Si l'application de la loi s'avère nécessaire pour que règne la justice au sein d'un Etat, pour que les citoyens disposent d'une égalité formelle, elle se révèle insuffisante pour instaurer une réelle équité. L'ensemble des lois – si nécessaire qu'il soit pour rendre possible la vie communautaire – ne propose jamais qu'un schéma de justice imparfait au regard d'une justice soucieuse, au-delà de la généralité des lois, des situations particulières.

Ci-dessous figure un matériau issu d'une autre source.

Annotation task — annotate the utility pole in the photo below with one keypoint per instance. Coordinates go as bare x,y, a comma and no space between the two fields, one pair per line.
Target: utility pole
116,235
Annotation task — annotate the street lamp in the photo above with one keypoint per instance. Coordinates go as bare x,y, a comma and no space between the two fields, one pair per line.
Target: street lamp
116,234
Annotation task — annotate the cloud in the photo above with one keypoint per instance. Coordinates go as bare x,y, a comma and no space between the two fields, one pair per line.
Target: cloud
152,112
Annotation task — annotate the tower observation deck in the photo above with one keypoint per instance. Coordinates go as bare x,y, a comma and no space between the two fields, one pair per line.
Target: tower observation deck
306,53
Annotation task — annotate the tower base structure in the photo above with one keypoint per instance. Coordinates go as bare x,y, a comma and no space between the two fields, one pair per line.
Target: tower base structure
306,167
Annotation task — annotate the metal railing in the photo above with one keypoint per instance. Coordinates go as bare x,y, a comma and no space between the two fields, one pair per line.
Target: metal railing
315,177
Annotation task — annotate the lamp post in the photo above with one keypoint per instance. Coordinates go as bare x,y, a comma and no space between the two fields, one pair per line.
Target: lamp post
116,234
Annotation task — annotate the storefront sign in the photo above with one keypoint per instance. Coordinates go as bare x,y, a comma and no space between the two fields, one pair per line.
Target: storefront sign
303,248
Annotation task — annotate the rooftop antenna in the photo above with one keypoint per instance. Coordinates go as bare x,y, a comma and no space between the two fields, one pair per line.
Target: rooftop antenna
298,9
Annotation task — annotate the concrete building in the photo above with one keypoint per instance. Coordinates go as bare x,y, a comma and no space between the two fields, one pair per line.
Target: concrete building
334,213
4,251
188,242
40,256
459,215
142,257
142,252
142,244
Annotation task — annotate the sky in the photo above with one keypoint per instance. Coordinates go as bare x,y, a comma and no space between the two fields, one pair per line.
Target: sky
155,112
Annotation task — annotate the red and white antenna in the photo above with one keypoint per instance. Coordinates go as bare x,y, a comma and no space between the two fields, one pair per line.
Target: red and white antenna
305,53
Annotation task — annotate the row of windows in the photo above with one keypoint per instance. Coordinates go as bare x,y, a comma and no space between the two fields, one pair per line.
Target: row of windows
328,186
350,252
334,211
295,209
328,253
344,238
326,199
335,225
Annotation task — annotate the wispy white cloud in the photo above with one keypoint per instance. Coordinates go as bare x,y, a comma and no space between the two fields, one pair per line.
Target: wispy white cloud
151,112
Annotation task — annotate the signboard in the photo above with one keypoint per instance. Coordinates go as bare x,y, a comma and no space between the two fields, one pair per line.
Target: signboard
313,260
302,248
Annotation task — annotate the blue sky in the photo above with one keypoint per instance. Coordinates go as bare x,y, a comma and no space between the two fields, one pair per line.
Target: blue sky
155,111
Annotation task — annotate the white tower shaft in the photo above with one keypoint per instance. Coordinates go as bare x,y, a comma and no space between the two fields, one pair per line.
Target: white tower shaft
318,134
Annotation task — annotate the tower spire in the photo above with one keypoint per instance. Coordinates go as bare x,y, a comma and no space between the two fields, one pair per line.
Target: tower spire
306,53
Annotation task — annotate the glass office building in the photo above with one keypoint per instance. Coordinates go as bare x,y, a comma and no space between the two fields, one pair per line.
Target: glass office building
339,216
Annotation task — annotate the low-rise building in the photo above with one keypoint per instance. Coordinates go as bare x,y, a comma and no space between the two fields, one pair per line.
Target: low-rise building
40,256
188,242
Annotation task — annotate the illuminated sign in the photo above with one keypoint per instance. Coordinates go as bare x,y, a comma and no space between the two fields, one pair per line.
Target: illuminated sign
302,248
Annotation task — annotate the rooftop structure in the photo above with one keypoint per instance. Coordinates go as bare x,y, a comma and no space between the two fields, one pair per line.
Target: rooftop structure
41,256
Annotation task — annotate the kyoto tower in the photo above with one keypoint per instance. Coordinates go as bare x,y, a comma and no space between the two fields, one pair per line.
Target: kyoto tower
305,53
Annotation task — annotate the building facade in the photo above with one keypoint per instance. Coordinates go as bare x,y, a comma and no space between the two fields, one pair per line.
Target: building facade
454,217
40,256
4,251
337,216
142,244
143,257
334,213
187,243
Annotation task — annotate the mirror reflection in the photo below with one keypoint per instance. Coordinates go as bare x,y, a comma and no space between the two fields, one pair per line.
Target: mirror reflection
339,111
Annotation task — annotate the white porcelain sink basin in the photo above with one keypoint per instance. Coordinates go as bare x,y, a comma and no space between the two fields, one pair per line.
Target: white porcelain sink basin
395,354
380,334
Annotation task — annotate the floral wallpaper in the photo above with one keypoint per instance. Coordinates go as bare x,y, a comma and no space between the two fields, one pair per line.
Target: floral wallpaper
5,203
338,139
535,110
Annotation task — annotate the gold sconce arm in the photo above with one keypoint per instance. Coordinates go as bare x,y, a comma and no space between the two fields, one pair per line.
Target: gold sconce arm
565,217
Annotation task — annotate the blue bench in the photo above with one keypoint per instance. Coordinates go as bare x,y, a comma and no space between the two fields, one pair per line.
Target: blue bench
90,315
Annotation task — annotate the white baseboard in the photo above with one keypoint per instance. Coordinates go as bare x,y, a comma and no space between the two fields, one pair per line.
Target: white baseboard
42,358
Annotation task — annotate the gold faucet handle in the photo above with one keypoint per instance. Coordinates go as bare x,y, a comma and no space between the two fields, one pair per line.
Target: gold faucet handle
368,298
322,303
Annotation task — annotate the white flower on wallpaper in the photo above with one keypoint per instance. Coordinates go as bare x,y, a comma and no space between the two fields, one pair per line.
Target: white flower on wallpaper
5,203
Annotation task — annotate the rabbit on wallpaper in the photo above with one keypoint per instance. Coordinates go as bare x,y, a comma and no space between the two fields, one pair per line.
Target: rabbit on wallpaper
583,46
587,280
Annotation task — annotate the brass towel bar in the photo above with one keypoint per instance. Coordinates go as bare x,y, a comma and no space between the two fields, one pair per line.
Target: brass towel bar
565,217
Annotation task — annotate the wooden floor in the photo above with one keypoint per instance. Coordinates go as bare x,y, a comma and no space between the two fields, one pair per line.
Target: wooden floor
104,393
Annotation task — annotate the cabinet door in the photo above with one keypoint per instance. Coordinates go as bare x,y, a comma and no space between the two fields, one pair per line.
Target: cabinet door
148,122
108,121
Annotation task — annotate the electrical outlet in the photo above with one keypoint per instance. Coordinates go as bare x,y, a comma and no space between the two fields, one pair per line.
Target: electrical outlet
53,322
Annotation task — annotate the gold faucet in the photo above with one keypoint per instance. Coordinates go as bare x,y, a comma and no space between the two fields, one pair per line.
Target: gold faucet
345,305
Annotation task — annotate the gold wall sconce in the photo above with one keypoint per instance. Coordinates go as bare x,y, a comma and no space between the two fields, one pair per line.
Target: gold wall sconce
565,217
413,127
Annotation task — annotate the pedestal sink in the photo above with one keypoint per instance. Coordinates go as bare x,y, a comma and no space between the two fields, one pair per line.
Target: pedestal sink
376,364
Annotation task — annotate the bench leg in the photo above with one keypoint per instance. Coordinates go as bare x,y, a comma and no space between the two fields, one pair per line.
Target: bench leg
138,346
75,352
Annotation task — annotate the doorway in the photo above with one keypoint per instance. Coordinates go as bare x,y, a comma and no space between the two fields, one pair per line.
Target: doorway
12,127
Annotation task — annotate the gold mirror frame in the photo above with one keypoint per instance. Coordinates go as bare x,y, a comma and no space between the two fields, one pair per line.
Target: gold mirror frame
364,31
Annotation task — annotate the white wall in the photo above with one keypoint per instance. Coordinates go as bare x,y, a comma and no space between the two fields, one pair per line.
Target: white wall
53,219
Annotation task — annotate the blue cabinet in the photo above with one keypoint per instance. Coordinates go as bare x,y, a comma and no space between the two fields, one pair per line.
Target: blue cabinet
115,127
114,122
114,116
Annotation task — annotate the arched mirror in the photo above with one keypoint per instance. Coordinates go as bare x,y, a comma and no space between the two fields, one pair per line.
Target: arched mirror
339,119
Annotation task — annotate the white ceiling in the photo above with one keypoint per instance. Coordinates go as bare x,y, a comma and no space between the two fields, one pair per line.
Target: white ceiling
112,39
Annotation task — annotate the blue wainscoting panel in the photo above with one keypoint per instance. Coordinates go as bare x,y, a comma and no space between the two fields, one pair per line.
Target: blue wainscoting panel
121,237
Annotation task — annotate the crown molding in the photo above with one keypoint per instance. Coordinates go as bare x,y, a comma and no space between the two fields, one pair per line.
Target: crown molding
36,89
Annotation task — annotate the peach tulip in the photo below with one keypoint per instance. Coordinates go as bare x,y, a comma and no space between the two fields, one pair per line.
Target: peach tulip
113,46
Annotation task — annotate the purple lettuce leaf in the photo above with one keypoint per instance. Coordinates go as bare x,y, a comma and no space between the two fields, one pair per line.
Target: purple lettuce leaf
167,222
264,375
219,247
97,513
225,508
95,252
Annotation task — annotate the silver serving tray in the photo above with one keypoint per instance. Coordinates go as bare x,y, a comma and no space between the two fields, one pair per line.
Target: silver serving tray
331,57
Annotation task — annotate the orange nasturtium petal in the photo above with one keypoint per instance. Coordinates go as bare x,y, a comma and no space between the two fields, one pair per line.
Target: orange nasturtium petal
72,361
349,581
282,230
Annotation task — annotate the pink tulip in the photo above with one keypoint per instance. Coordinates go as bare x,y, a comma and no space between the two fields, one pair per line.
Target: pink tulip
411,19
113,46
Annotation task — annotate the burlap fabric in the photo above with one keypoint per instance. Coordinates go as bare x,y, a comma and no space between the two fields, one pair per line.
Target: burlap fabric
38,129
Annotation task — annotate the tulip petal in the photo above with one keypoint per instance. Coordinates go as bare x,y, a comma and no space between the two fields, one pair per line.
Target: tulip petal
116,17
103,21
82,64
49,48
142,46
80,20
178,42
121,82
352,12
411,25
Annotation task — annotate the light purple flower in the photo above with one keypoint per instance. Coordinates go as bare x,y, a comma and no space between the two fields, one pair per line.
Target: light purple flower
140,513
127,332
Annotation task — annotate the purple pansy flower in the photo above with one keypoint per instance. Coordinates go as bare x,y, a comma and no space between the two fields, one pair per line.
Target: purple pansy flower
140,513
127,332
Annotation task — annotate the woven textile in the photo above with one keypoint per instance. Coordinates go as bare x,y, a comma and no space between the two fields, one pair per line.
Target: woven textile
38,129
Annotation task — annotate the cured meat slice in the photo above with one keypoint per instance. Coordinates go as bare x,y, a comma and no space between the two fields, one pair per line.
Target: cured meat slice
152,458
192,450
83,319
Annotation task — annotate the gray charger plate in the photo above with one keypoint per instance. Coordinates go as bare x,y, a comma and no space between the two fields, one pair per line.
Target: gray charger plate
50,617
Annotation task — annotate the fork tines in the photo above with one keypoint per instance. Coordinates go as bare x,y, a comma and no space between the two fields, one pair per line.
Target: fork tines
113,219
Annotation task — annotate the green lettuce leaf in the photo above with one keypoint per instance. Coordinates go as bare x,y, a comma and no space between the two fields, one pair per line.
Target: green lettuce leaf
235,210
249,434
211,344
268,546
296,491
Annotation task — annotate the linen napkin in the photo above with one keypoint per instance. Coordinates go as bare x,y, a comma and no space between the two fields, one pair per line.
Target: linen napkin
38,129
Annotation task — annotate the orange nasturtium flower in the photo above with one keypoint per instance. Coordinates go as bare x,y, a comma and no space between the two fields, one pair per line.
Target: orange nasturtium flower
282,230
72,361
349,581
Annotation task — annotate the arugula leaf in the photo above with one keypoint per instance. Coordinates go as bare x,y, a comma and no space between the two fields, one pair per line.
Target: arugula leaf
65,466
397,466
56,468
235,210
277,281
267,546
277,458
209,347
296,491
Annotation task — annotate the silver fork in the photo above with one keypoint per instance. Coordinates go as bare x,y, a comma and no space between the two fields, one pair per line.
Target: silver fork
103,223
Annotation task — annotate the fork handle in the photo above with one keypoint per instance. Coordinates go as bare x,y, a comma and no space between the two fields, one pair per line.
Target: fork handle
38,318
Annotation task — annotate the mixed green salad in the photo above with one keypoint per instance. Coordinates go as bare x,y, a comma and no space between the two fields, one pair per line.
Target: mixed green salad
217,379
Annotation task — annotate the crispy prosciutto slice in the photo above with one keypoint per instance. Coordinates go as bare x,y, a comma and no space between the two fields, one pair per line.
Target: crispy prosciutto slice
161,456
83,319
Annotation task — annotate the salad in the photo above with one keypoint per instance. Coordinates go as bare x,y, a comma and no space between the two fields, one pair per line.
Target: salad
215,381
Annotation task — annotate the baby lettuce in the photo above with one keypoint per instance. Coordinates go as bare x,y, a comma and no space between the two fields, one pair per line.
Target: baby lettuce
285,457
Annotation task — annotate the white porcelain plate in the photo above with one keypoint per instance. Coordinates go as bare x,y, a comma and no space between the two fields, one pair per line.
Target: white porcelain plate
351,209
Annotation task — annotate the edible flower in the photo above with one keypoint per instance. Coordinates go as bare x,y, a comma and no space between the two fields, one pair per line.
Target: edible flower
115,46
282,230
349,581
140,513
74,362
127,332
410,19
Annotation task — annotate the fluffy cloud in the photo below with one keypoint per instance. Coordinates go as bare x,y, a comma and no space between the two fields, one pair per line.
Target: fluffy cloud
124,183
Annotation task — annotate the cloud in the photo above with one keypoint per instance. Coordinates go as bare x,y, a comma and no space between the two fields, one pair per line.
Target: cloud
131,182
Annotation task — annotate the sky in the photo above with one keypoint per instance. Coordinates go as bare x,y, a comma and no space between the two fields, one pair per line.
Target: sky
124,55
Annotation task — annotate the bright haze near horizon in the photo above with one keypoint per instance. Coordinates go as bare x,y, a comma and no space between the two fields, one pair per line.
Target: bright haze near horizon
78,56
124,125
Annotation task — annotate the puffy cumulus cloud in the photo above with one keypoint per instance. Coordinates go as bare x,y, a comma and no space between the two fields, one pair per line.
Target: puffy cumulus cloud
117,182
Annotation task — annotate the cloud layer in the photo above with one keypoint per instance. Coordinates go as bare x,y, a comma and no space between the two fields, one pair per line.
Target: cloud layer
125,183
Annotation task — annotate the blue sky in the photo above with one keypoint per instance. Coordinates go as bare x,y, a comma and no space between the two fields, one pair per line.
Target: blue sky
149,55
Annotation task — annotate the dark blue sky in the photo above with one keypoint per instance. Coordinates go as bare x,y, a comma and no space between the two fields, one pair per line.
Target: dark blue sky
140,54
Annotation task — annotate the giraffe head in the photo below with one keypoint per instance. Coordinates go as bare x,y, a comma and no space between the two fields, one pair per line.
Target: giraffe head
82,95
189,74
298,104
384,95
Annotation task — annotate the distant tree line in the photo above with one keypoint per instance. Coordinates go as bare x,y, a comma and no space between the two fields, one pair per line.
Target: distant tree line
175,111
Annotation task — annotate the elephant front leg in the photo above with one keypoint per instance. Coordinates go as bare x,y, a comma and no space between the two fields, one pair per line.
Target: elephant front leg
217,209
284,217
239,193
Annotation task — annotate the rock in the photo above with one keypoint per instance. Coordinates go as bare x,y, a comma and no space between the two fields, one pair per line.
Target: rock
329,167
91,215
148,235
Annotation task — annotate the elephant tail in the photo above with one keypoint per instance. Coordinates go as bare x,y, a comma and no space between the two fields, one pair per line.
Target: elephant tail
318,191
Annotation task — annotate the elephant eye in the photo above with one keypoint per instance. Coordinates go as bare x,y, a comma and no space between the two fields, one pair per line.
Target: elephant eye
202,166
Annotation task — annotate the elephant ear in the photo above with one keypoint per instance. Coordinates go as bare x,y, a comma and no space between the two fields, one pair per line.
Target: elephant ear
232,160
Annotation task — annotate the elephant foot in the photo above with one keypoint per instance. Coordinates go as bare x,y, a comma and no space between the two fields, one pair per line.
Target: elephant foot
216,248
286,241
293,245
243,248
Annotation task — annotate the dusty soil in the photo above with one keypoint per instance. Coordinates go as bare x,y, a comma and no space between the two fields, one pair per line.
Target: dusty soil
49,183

1. L'application de la loi, condition nécessaire pour créer l'égalité au sein de l'Etat
a. La justice comme égalité formelle
L'égalité formelle correspond à une exigence du citoyen. En effet, celui-ci refuserait de se soumettre à la loi d'un Etat qui favorise certains de ses membres au détriment des autres. Il faut que l'Etat assure l'équilibre des droits. Le cas échéant, l'ordre social risque d'être menacé puisque rien ne justifie que l'Etat favorise une minorité d'individus.
La loi a donc vocation à créer un espace de liberté partagé par tous de manière identique. Elle veille à ce que chacun demeure dans les limites qui lui sont imparties et n'empiète pas sur les libertés des autres.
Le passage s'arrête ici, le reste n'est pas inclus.